We can improve the lower bound a bit to $\sim t^{O(1)} e^{-2t^2}$ using the $L^p$ version of Paley-Zygmund, but there's still a gap.
This differs from the situation of the upper bound (Markov/Chernoff) which is tight in the exponent.
If there's a way to get a tight exponent using moment generating functions, I'm still very interested.
Edit: Just to clarify what I mean by $L^p$ PZ, it is the following inequality:
$$
\operatorname{P}( Z > \theta \operatorname{E}[Z \mid Z > 0] )
\ge \left(\frac{(1-\theta)^{p} \, \operatorname{E}[Z]^{p}}{\operatorname{E}[Z^p]}\right)^{1/(p-1)}.
$$
Using the same substitution as before, and defining $m(s)=E[e^{s X}]$, we get:
$$
\Pr[X > \log(\theta m(s))/s]
\ge \left((1-\theta)^{p}\frac{m(s)^p}{m(s p)}\right)^{1/(p-1)}.
$$
In the limit $p\to 1$ we can Taylor expand as
$$
\left(\frac{m(s)^p}{m(s p)}\right)^{1/(p-1)}
= m(s)\,\exp\left(- \frac{s m'(s)}{m(s)} + O(p-1)\right),
$$
which is nice, as $m(s)\exp(- \frac{s m'(s)}{m(s)}) = e^{-s^2/2}$ for the normal distribution.
However, this lower bound is only for $X\ge \log(\theta)/s+s/2$, not $X \ge s$.
So even if we let $s\to\infty$ and ignore the $(1-\theta)^{p/(p-1)}$ factor, we still only get the lower bound $\Pr[X\ge t] \ge e^{-t}$.
So we still don't even get the exponential factor right.
More thoughts:
It's interesting that Chernoff gives you (define $\kappa(s)=\log Ee^{s X}$)
$$
\Pr[X \ge t] \le \exp(\kappa(s) - s t),
$$
while PZ gives you (modulo some constants related to $\theta$),
$$
\Pr[X \ge \kappa(s)] \ge \exp(\kappa(s) - s \kappa'(s)),
$$
by the arguments above.
For Chernoff, the optimal choice of $s$ is st. $\kappa'(s)=t$.
For PZ we need $\kappa(s)=t$.
So they meet for distributions where $\kappa'(s)=\kappa(s)$, meaning $Ee^{sX}=e^{e^s}$.

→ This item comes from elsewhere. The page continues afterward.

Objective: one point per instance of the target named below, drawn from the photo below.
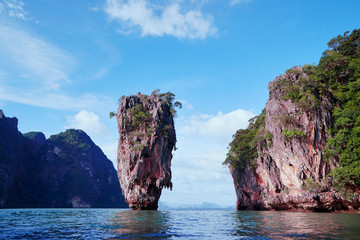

The Poisson distribution is roughly an example of this.
Update: Using Cramér's method
Usually, Chernoff is proven sharp using Cramér's theorem. Cramér considers a sum of IID rvs., but I thought I should really see what happens in the general case.
Define $m(t)=E[e^{t X}]$ and $q_t(x) = e^{x t} m(t)^{-1} p(x)$
\begin{align*}
\Pr[X > s]
&= \int_s^\infty p(x)
\\&= m(t) \int_s^\infty e^{-t x} q_t(x)
\\&\ge m(t) \int_s^{s+\varepsilon} e^{-t x} q_t(x)
\\&\ge m(t) e^{-t (s+\varepsilon)} \int_s^{s+\varepsilon} q_t(x).
\end{align*}
We set $t\ge 0$ such that $E[Q]=\kappa'(t)=s+\varepsilon/2$.
Then by Chebyshev's inequality,
\begin{align*}
\int_s^{s+\varepsilon} q_t(x)
&= \Pr[|Q-\mu| \le \varepsilon/2]
\\&\ge 1-\kappa''(t)/(\varepsilon/2)^2.
\end{align*}
We set $\varepsilon=2\sqrt{2\kappa''(t)}$.
Putting it together, we have proven the lower bound
\begin{align*}
\Pr[X > s]
&\ge \tfrac12 \exp\left(\kappa(t) - (s+\varepsilon)t\right),
\end{align*}
where $t=\kappa'^{-1}(s+\varepsilon/2)$.
\subsection{Example}
To understand the bound we are aiming for, let's do a Chernoff bound,
\begin{align*}
\Pr[X > s]
=\Pr[e^{tX} > e^{ts}]
\le e^{\kappa(t)-ts},
\end{align*}
which we minimize by setting $\kappa'(t)=s$.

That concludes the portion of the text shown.